Is Beauty Only a Concept?


Is Beauty Only a Concept?

Beauty is widely defined as the emotional feeling or physical aspect of certain objects which makes these objects aesthetically pleasant to see. These objects may include sunsets, landscapes, human works and art. Beauty, along with aestheticism, is presently the most important theme of aesthetics, among the various branches of modern philosophy. According to recent surveys, more than forty percent of Americans define beauty in relation to their own aesthetic sense. The importance of beauty in human life has become widely accepted by the general population.

In recent times, aestheticians are those persons who can identify and describe beauty in objects. These persons are usually trained as psychologists, sociologists, anthropologists and psychologists. They can be art historians, architects, botanists, color analysts, and industrial designers. Some aestheticians have also earned degrees in philosophy, in order to broaden their horizons and increase their appreciation of beauty.

Aesthetics is generally defined as an understanding of the beauty of an object. According to Richard W. Easter, in his book Theoria and Psychology (eds. C. G. Valentine & R. S. Easter, Oxford University Press, 1977), beauty is a mental attitude with definite psychological underpinnings. It includes the person’s own sense of assurance, power, success, desirability, and estrangement, and the cultural and societal expectations associated with the object.
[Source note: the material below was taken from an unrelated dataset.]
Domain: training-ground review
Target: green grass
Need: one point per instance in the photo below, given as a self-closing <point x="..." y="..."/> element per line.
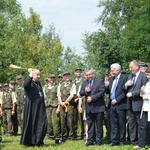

According to Easter, the beauty of an object is dependent on a person’s interpretation of that object’s nature, such that a toothbrush can be described as beautiful while in the hands of a child, a hammer could be described as beautiful, and so on.

Artistic beauty, as defined by Easter, does not exist. Rather, beauty exists only within the mind of the viewer. This is in stark contrast to beauty found in nature, which can only be perceived, contemplated, and appreciated by the senses. In other words, the physical world has no definition of beauty.

Defined aestheticians, on the other hand, disagree with this definition. They maintain that beauty exists in the mind, and that the only thing that is real is the description that a subject gives of a given situation. For example, you can give the description of a white car any time you want. Your eye will see the white car, your mind will define white as good, and your soul will receive the thoughts that accompany that description.

However, for some aestheticians, the definition of beauty is determined by the cultural and social expectations of beauty. Cultural patterns of beauty, the way beauty is presented and discussed, are passed down from generation to generation. For these thinkers, beauty is always influenced by culture, and beauty varies according to culture.